IBM’s conversational AI system, Project Debater made a debut appearance at IBM’s Watson West site in San Francisco, on June 18. In presence of a pack of technology journalists, Project Debater contested against two Israeli debate experts and won the competition straight off.
IBM Research team is continuously working on broadening artificial intelligence (AI) relevance across varied disciplines. It has earlier invented “Deep Blue” that squared off against chess world champion Garry Kasparov in 1997. Following this in 2011, IBM Watson took on the top human champions on the game show, Jeopardy.
And now joining the long list of established IBM’s AI inventions is Project Debater. It has encroached into a new territory of human intelligence that is, mastering a language. The conversational AI system could soak in huge and assorted sets of information and viewpoints. It can then be helpful for human while building persuasive arguments and making well-informed decisions.

The Project Debater encroached into a new territory of human intelligence that is, mastering language.
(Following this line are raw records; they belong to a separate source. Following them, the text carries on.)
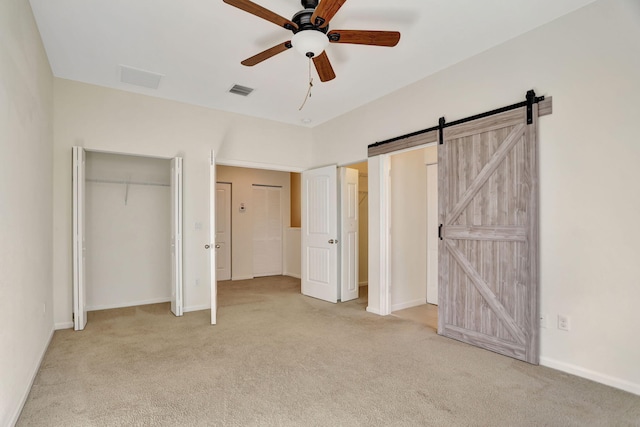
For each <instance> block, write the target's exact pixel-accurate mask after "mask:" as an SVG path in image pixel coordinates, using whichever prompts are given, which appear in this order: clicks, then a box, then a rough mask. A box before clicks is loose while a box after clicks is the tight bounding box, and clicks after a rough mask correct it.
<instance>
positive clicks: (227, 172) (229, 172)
mask: <svg viewBox="0 0 640 427" xmlns="http://www.w3.org/2000/svg"><path fill="white" fill-rule="evenodd" d="M217 180H218V182H229V183H231V252H232V253H231V279H232V280H245V279H252V278H253V214H254V209H253V204H252V198H253V185H254V184H261V185H273V186H278V187H282V191H281V197H280V207H281V209H282V230H283V239H282V248H283V257H282V260H283V271H286V268H284V265H286V264H287V257H286V254H287V253H288V247H287V243H288V242H287V239H286V236H287V233H286V230H287V229H288V228H289V223H290V221H291V219H290V218H291V216H290V212H291V208H290V206H291V202H290V200H291V199H290V192H291V190H290V176H289V173H288V172H278V171H271V170H263V169H251V168H237V167H229V166H222V165H219V166H218V167H217ZM240 203H244V205H245V208H246V209H245V211H244V212H243V213H241V212H240Z"/></svg>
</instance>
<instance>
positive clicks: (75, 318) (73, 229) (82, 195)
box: [72, 147, 87, 331]
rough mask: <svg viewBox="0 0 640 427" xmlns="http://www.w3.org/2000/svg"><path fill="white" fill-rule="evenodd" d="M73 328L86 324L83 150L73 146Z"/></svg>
mask: <svg viewBox="0 0 640 427" xmlns="http://www.w3.org/2000/svg"><path fill="white" fill-rule="evenodd" d="M72 155H73V160H72V164H73V328H74V329H75V330H76V331H81V330H83V329H84V327H85V326H86V325H87V293H86V280H85V254H86V244H85V234H86V233H85V161H86V156H85V151H84V149H83V148H82V147H73V149H72Z"/></svg>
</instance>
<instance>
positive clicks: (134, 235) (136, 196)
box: [74, 148, 182, 329]
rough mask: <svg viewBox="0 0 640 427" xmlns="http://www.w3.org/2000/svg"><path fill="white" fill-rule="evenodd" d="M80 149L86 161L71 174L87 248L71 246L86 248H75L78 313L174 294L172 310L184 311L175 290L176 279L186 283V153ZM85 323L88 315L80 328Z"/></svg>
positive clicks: (84, 319) (75, 226) (84, 316)
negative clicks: (164, 156)
mask: <svg viewBox="0 0 640 427" xmlns="http://www.w3.org/2000/svg"><path fill="white" fill-rule="evenodd" d="M77 152H78V153H81V156H78V158H83V159H84V161H83V162H75V163H77V165H75V166H76V167H77V168H78V170H80V169H82V170H81V171H80V172H78V173H76V174H74V177H75V178H76V179H75V180H74V181H75V182H74V202H75V203H74V230H78V231H77V232H76V233H74V234H77V235H78V236H79V241H80V243H79V244H78V247H82V250H81V251H75V250H74V252H82V256H81V258H82V259H81V260H80V261H78V258H76V256H75V255H74V261H75V262H74V271H75V270H77V272H78V273H77V274H76V276H77V279H78V282H79V283H77V284H76V283H74V295H77V296H78V298H75V299H76V300H77V301H76V302H74V306H76V305H77V307H76V310H75V311H76V313H75V315H76V317H78V314H80V317H83V316H82V314H83V313H86V312H91V311H98V310H106V309H114V308H123V307H133V306H141V305H148V304H158V303H167V302H170V301H171V302H172V304H171V307H169V305H167V307H166V311H167V314H170V309H171V311H173V312H174V314H176V315H182V301H181V299H182V295H178V296H177V298H176V295H175V289H174V288H175V282H176V280H177V283H178V284H179V286H180V290H181V287H182V280H181V277H182V262H181V261H182V257H181V246H182V237H181V235H182V231H181V216H182V213H181V210H182V197H181V187H182V185H181V181H182V174H181V163H182V162H181V159H163V158H153V157H143V156H135V155H123V154H113V153H105V152H95V151H84V150H82V149H81V148H78V150H77ZM74 153H75V151H74ZM176 168H179V172H180V173H179V174H176V173H175V172H174V170H175V169H176ZM83 175H84V176H83ZM176 177H177V178H176ZM176 179H177V182H176ZM174 223H175V224H179V227H177V229H176V227H175V225H174ZM74 249H75V248H74ZM176 251H177V252H178V253H179V256H177V260H176ZM174 279H176V280H174ZM180 294H181V292H180ZM176 299H177V301H176ZM174 301H175V302H174ZM176 303H177V304H176ZM177 306H179V307H177ZM178 308H179V310H178ZM83 323H85V324H86V316H84V319H82V320H81V321H80V322H79V323H78V324H77V325H76V329H83V328H84V324H83Z"/></svg>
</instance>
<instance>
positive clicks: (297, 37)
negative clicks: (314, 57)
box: [291, 30, 329, 58]
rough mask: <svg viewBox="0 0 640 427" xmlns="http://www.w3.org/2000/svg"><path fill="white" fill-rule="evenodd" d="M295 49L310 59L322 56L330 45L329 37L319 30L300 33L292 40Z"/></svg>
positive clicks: (297, 34)
mask: <svg viewBox="0 0 640 427" xmlns="http://www.w3.org/2000/svg"><path fill="white" fill-rule="evenodd" d="M291 44H292V45H293V47H294V48H295V49H296V50H297V51H298V52H300V53H301V54H303V55H304V56H307V57H309V58H313V57H315V56H318V55H320V54H321V53H322V52H323V51H324V50H325V49H326V47H327V45H328V44H329V38H328V37H327V35H326V34H325V33H323V32H321V31H318V30H303V31H298V32H297V33H295V34H294V35H293V38H292V39H291Z"/></svg>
Project Debater Debut Performance
Project Debater contested against Noa Ovadia, the 2016 Israeli national debate champion on the topic, “We should subsidize space exploration.” The second competition was held against Dan Zafrir, another Israeli debate expert. They argued for and against on the topic statement: “We should increase the use of telemedicine.”
The structure of both the debates was same. Project Debater took time to gather information on the given topic and then started a four-minute opening speech. It then listened and processed its opponent’s 4-minutes opening remarks. Finally, both the participants closed the debate by summarizing their point of views in two minutes. In between, Project Debater took few minutes to deliver its rebuttal remarks on the opponent’s arguments.
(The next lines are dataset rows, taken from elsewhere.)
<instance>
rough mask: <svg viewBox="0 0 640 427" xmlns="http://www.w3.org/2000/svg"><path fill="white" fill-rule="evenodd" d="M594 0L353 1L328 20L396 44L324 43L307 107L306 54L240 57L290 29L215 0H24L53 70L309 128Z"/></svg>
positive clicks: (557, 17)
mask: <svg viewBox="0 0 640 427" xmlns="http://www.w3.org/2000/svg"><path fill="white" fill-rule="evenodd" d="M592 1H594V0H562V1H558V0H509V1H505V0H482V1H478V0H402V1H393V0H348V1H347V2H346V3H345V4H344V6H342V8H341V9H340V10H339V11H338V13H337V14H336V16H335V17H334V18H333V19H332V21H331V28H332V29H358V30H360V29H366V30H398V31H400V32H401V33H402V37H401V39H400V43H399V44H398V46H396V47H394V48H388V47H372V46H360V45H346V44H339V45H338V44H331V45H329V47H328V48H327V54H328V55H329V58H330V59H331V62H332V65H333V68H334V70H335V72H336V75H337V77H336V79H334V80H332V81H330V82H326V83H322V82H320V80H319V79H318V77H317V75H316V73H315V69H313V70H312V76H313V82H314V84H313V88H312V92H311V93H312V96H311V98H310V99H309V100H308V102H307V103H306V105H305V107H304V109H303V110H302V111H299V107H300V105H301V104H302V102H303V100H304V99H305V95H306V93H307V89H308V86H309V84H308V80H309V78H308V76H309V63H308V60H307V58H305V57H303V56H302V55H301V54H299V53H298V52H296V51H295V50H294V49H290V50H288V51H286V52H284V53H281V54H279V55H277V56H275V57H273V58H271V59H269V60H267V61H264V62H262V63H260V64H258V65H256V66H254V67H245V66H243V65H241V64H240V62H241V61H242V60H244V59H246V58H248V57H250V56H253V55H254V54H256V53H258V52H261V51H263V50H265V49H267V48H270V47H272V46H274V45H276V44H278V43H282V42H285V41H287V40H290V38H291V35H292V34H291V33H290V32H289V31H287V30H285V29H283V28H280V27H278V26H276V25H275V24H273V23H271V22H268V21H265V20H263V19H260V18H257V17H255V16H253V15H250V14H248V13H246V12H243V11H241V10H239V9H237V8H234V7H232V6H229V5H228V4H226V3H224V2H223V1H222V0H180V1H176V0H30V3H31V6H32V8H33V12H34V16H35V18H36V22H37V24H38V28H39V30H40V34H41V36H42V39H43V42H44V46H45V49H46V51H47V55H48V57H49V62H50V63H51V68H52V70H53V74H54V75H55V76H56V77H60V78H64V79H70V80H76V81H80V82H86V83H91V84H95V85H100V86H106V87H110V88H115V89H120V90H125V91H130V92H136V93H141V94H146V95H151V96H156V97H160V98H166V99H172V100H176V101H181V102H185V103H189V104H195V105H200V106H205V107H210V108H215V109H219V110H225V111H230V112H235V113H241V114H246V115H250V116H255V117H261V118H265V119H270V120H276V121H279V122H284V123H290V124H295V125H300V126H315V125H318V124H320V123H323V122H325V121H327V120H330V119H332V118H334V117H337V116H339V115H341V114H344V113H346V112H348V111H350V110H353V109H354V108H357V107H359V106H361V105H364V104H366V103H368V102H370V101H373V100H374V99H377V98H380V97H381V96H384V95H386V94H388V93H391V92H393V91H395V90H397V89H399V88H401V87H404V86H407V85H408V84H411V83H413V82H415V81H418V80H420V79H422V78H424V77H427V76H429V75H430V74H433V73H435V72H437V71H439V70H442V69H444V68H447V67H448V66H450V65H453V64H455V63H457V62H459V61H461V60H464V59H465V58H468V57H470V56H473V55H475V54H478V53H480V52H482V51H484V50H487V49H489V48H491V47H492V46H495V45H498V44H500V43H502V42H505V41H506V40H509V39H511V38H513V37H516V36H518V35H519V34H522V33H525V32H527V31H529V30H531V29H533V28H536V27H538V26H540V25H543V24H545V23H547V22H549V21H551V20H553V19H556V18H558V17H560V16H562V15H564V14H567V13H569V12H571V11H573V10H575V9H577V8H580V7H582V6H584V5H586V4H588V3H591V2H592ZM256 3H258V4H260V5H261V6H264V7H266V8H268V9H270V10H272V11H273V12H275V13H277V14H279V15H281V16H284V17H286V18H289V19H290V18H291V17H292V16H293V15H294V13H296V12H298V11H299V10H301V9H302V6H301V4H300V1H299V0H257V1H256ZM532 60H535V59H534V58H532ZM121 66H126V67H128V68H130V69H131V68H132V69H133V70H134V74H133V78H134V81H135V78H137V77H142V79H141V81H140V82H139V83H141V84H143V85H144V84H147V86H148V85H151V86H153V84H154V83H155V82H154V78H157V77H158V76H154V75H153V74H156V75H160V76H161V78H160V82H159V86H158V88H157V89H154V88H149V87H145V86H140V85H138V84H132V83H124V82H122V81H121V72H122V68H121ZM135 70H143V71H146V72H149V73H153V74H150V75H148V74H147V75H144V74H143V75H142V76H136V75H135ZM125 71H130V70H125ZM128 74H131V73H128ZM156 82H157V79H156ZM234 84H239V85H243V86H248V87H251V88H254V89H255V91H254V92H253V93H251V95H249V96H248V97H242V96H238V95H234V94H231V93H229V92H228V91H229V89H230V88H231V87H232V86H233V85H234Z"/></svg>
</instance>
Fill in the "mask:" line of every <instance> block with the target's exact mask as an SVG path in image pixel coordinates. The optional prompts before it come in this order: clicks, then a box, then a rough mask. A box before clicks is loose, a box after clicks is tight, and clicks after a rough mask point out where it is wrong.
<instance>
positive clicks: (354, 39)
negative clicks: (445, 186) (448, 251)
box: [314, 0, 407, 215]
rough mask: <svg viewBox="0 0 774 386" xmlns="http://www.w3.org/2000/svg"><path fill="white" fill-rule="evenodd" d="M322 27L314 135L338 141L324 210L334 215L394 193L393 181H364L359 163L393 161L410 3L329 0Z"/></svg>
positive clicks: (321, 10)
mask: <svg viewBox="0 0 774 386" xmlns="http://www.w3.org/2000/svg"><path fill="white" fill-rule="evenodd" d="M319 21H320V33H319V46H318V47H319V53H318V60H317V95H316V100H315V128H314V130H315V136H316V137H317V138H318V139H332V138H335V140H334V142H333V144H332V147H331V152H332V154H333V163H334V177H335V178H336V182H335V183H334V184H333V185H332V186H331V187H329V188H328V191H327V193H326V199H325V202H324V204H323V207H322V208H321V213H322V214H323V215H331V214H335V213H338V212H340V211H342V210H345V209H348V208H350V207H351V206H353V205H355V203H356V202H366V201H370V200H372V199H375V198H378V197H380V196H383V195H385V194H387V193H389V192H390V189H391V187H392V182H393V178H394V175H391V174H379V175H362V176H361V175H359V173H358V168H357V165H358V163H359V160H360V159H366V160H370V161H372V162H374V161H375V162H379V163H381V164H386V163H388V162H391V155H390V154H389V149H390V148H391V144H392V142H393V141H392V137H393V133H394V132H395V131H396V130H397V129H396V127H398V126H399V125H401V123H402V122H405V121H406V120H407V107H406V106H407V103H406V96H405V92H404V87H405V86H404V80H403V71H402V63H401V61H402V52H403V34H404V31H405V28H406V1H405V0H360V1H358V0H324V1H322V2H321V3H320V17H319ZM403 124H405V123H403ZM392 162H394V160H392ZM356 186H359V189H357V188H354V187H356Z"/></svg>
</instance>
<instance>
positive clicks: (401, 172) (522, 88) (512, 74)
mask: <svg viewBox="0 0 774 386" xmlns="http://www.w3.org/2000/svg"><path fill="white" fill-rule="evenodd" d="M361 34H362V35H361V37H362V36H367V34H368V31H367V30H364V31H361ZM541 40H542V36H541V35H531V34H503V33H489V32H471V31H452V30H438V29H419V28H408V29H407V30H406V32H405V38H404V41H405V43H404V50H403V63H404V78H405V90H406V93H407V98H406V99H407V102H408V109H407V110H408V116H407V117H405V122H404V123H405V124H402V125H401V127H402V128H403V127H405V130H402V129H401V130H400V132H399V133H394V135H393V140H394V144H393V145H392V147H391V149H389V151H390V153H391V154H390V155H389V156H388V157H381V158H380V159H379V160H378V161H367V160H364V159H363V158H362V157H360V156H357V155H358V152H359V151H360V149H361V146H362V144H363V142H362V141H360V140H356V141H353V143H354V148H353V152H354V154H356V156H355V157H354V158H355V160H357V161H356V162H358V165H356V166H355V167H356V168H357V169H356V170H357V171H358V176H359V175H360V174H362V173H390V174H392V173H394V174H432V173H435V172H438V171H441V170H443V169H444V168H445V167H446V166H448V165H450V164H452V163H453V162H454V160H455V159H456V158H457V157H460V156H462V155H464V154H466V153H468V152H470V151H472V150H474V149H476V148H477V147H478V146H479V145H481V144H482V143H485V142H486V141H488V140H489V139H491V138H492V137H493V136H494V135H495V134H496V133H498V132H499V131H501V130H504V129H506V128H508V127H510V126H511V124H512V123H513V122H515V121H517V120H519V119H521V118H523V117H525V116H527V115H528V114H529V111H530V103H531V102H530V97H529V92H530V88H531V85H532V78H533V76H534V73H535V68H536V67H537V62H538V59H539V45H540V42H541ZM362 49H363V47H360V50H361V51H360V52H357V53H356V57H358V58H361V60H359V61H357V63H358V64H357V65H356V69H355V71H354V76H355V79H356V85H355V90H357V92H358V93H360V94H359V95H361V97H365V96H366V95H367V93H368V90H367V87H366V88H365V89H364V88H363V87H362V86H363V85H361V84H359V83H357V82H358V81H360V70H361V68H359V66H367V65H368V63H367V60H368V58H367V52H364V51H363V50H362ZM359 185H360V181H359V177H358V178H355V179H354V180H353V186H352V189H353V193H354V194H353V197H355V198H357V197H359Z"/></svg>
Following this, the attendees voted on their opinions before and after the debate. This was done so that IBM could assess on Project Debater’s performance against its human opponents.
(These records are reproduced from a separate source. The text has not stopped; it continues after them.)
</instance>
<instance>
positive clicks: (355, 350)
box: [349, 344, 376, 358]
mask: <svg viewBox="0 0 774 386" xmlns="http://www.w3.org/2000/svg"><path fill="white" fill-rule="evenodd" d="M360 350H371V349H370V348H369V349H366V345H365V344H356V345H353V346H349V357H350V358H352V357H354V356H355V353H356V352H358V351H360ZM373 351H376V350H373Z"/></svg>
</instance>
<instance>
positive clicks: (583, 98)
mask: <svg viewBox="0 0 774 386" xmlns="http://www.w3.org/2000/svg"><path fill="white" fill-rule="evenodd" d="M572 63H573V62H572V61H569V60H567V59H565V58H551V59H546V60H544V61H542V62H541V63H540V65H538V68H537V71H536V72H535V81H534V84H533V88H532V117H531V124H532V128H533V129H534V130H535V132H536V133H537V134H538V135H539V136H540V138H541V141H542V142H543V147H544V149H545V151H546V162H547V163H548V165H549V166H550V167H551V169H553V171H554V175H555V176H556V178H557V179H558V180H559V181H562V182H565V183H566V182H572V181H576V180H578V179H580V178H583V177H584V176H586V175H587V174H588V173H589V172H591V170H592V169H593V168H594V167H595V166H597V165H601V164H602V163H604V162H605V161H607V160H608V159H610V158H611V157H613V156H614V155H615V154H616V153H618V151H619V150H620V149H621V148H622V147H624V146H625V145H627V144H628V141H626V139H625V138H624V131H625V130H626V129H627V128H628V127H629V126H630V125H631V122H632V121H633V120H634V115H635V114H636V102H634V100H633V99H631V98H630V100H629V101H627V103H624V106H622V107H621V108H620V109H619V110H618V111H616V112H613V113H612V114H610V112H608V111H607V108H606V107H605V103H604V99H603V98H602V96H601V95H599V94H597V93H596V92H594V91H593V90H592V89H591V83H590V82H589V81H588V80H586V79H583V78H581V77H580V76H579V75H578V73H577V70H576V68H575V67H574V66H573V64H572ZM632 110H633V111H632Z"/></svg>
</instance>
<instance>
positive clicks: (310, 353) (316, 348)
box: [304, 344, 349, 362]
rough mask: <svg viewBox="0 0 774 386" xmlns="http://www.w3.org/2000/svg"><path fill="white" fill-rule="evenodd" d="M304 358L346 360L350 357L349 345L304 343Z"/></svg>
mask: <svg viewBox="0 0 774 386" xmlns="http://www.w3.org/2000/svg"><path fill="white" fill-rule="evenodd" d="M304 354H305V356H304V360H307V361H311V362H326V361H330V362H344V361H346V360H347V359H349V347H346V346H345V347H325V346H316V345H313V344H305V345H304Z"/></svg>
“Debate is more nuanced than other competitions, but voting on debate performance by attendees to the event mirrored results found in the lab, which found that humans are often given a better speech while AI generally outperforms human ability to enrich the audience’s knowledge,” mentioned Project Debater manager Ranit Aharanov.
The Most Complex AI System
In Arvind Krishna’s (IBM Research, Director) own words, Project Debater was the most difficult and complex artificial intelligence innovation from IBM. For six years, IBM Research team at Haifa in Israel studied three competencies to be installed in AI systems. First one is, data-driven speech writing and delivery; secondly, listening comprehension that can recognize major claims buried within long continuous spoken dialogues; and lastly giving a framework to human queries in a unique knowledge graph to enable ethical discussion.
“For example, by helping to identify financial facts that either support or oppose a financial thesis or by presenting pro and con arguments related to public policies. Project Debater could be the ultimate fact-based sounding board without the bias that often comes from humans,” Krishna added in the blog post.
However, IBM Research team knows that Project Debater still has a lot of scope of improvement. During the debate competition, it put some wild arguments and misquoted references at few stances.
“Project Debater must adapt to the human rationale and propose lines of argument that people can follow,” Krishna admitted. “In a debate, AI must learn to navigate our messy, unstructured human world as it is — not by using a pre-defined set of rules, as in a board game.”